Холод не отпускал, сознание стремительно покидало меня, и мне уже было откровенно плевать и на заговоры, и на хищников, что, по слухам, тут просто изобиловали. Я хотела лишь свернуться в клубок и уснуть. Пусть даже на сырой земле. Лишь бы уснуть и отдохнуть.
Уплывающее сознание вдруг уловило странный звук. Я вздрогнула и открыла глаза, чтобы испуганно замереть и даже забыть, как дышать.
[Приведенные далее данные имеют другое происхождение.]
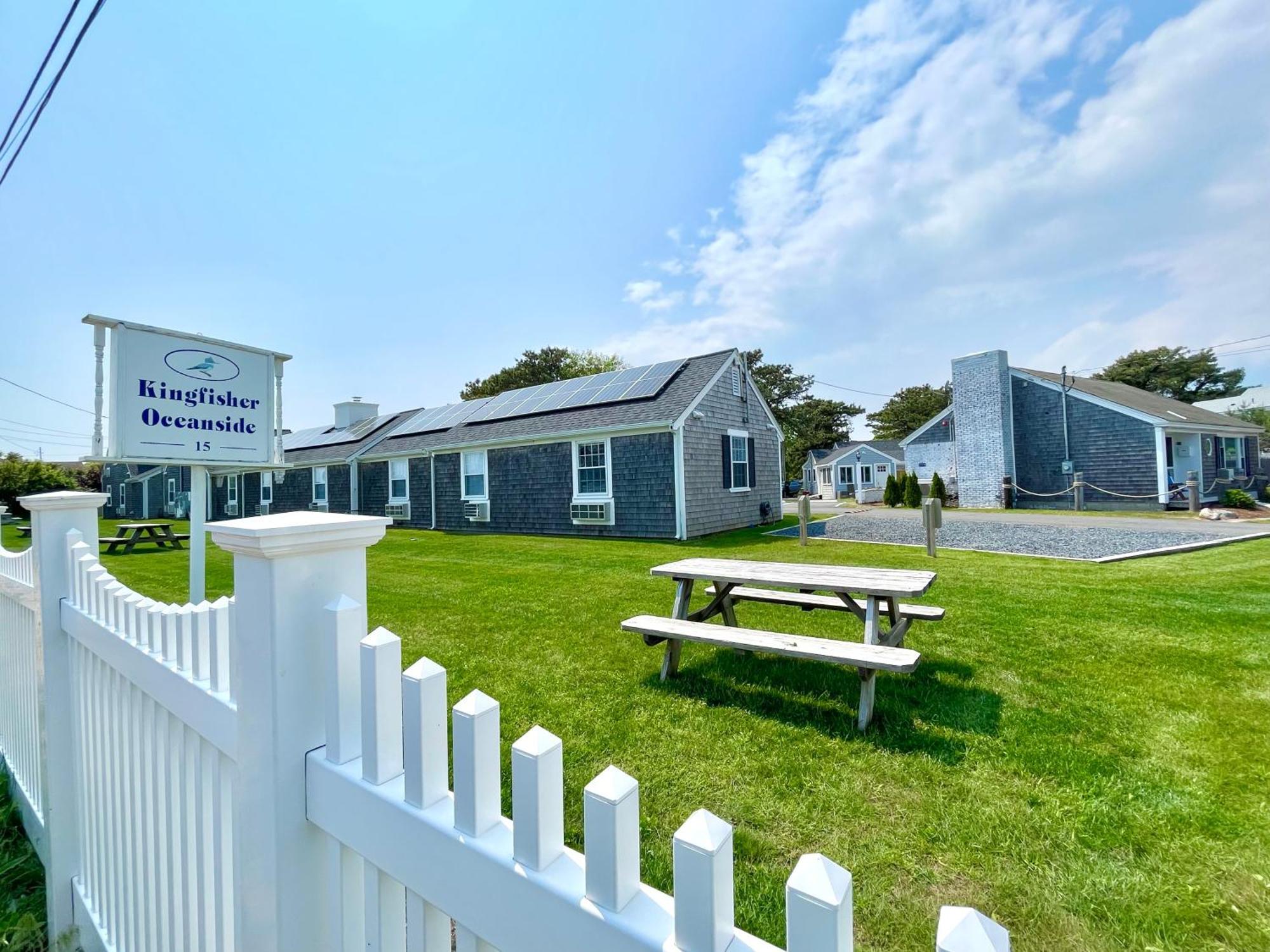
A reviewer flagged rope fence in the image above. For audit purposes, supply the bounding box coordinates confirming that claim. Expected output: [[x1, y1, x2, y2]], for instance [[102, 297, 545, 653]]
[[1010, 473, 1257, 499]]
В неясном свете луны, что с трудом пробивался через кроны деревьев, на меня в упор смотрели и чуть фосфоресцировали два немигающих глаза. Я гулко сглотнула и уловила чужое теплое дыхание на своем лице.
Зажмурилась и приготовилась, что меня сейчас сожрут. Даже кричать было страшно, потому я покорно ждала своей смерти. Молча.
Прошла секунда, две… десять, но я так и не почувствовала боли. Очень медленно я открыла глаза и заметила, что чудовище все еще рядом. Только немного сместилось и теперь сидит поблизости, внимательно меня разглядывая.
Теперь я видела, что передо мной… пума. Целая, здоровая, дикая пума, которая почему-то меня не убила до сих пор.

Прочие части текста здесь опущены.